From mboxrd@z Thu Jan  1 00:00:00 1970
From: ebiederm@xmission.com (Eric W. Biederman)
Subject: Re: [net-next 0/16] Proposal for VRF-lite - v3
Date: Tue, 28 Jul 2015 12:07:15 -0500
Message-ID: <87d1zcp5x8.fsf@x220.int.ebiederm.org>
References: <1438021869-49186-1-git-send-email-dsa@cumulusnetworks.com>
	<87egjtz6kn.fsf@x220.int.ebiederm.org>
	<55B7A779.6040906@cumulusnetworks.com>
Mime-Version: 1.0
Content-Type: text/plain
Cc: netdev@vger.kernel.org, shm@cumulusnetworks.com,
	roopa@cumulusnetworks.com, gospo@cumulusnetworks.com,
	jtoppins@cumulusnetworks.com, nikolay@cumulusnetworks.com,
	ddutt@cumulusnetworks.com, hannes@stressinduktion.org,
	nicolas.dichtel@6wind.com, stephen@networkplumber.org,
	hadi@mojatatu.com, davem@davemloft.net, svaidya@brocade.com,
	mingo@kernel.org, luto@amacapital.net
To: David Ahern <dsa@cumulusnetworks.com>
Return-path: <netdev-owner@vger.kernel.org>
Received: from out01.mta.xmission.com ([166.70.13.231]:60028 "EHLO
	out01.mta.xmission.com" rhost-flags-OK-OK-OK-OK) by vger.kernel.org
	with ESMTP id S1752650AbbG1RNx (ORCPT
	<rfc822;netdev@vger.kernel.org>); Tue, 28 Jul 2015 13:13:53 -0400
In-Reply-To: <55B7A779.6040906@cumulusnetworks.com> (David Ahern's message of
	"Tue, 28 Jul 2015 10:02:01 -0600")
Sender: netdev-owner@vger.kernel.org
List-ID: <netdev.vger.kernel.org>

David Ahern <dsa@cumulusnetworks.com> writes:

> On 7/27/15 2:30 PM, Eric W. Biederman wrote:
>> This paragraph is false when it comes to sockets, as I have already
>> pointed out.
>>
>> - VPN Routing and Forwarding (RFC4364 and it's kin) implies isolation
>>    strong enough to allow using the the same ip on different machines
>>    in different VPN instances and not have confusion.
>>
>> - The routing table is not the only table in the kernel that uses
>>    an ip address as a key.
>>
>>    The result is that you can combine packets fragments that come in
>>    on different interfaces (irrespective of your VPN), confuse tcp
>>    parameters between interfaces, scramble your ipsec connections and I
>>    don't know what else.
>
> The duplicate IP address is a problem with the networking stack today; the VRF
> device does not introduce it. The VRF device does allow duplicate IP addresses
> within a namespace but separate VRFs, though yes various places that rely solely
> on source address like IP fragmentation do need to be fixed.

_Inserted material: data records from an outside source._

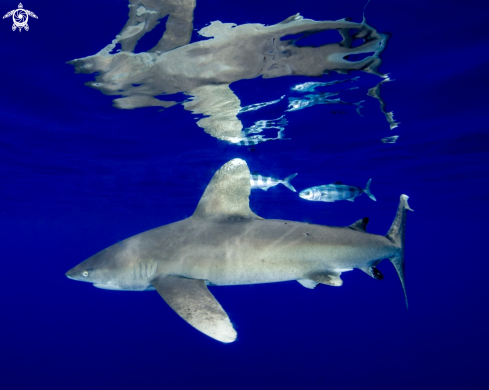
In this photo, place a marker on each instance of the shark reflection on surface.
(205, 69)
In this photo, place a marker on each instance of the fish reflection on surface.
(264, 183)
(312, 85)
(390, 140)
(335, 191)
(205, 69)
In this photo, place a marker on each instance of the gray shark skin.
(224, 243)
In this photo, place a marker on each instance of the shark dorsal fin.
(227, 194)
(360, 225)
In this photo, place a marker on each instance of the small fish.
(264, 183)
(334, 192)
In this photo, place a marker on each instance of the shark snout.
(71, 274)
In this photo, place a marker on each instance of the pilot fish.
(264, 183)
(335, 191)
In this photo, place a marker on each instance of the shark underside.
(225, 243)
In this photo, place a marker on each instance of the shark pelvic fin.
(192, 301)
(396, 235)
(329, 278)
(360, 225)
(227, 194)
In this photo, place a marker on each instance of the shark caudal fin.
(367, 191)
(286, 182)
(396, 235)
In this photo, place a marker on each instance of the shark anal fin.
(307, 283)
(192, 301)
(227, 194)
(330, 279)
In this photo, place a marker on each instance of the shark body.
(225, 243)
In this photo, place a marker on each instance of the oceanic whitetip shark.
(224, 243)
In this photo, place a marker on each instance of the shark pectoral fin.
(192, 301)
(360, 225)
(227, 194)
(331, 279)
(307, 283)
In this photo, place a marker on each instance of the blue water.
(78, 175)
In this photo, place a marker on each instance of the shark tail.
(367, 191)
(396, 235)
(286, 182)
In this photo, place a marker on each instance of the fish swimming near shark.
(264, 182)
(335, 191)
(224, 243)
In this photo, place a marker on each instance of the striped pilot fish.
(335, 191)
(264, 183)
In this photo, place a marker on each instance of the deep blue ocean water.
(78, 175)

No. The same IP address being used by different machines is not a
problem with the IP stack today.  IP addresses are defined to be
globally unique.

At the point you introduce VPNs/VRFs you introduce duplicate IP
addresses and then the code needs to cope.

As such I think there is a deep mismatch between the semantics of
BINDTODEVICE and VRFs because BINDTODEVICE by definition does not worry
about duplicate IP addresses.

Which means that you can't just reuse the BINDTODEVICE infrastructure.
It is fundamentally insufficient to the task.  So as you are discovering
you have to invent something new.

That new thing needs a definition.  Maybe the new thing makes sense and
you can just slice off a chunk of a network namespace.  Maybe you go
through and change all of the code.

> I looked at the IPv4 fragmentation code yesterday and will continue today. So
> help me with the history: is there any reason why the device index is not used
> today? It seems like a straight forward change.

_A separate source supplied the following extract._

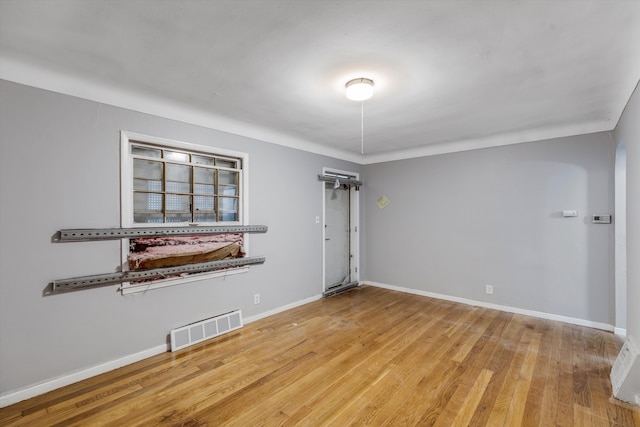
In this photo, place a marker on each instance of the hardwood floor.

Sigh.  I would have hoped someone dealing with routing issues would have
seen this at a glance.  The reason is multi-path reception of fragments.

Adding the device index into the fragment reassembly logic would break
fragment reassembly when fragments of the same packet come into a
machine on different network devices.  Given that only the first
fragment has port numbers I can easily see network path selection code
hashing fragments onto different paths through the network.

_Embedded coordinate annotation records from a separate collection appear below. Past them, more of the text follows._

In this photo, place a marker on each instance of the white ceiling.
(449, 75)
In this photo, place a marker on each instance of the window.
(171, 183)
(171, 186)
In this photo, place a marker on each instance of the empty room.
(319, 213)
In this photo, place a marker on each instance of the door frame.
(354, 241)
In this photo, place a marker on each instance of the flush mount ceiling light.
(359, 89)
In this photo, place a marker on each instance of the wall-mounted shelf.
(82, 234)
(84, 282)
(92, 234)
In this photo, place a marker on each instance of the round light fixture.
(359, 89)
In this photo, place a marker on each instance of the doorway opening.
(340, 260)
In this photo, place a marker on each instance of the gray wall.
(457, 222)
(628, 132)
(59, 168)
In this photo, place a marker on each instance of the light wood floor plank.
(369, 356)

> Is there a use case where I can't add ifindex of the incoming device (or higher
> level device if skb->dev is changed) to the hash and lookup for
> fragments?

As detailed above.  That breaks fragment reassembly on multiple paths.

>>> Version 3
>>> - addressed comments from first 2 RFCs with the exception of the name
>>>    Nicolas: We will do the name conversion once we agree on what the
>>>             correct name should be (vrf, mrf or something else)
>>
>> Not so.  I described the deep problems between your goals and your
>> implementation and they are not even mentioned let alone addressed.
>
> I have addressed comments to the extent that I can. As I stated in my last
> followup to you Eric I did not understand your point. I asked for clarification,
> a --verbose if you will. I can't read your mind, so I need you to elaborate on
> your points to be able to respond and address your concerns.

Hopefully this helps.

Everything we are talking about follows from what I said at the outset.
You are introducing the idea of having the same ip address refer to
different network destinations depending upon context.  Outside of
network namespaces that concept is new and it breaks a lot of
assumptions.

The entire network stack is too large to fit in my head.  I don't know
every place where ip addresses are used as part of the index into a
table.  It is beholden on the implementor of a new feature to figure out
how to introduce such a concept safely.  I don't see that happening with
VRF-lite.

Pretty fundamentally a network device index is insufficient for your needs.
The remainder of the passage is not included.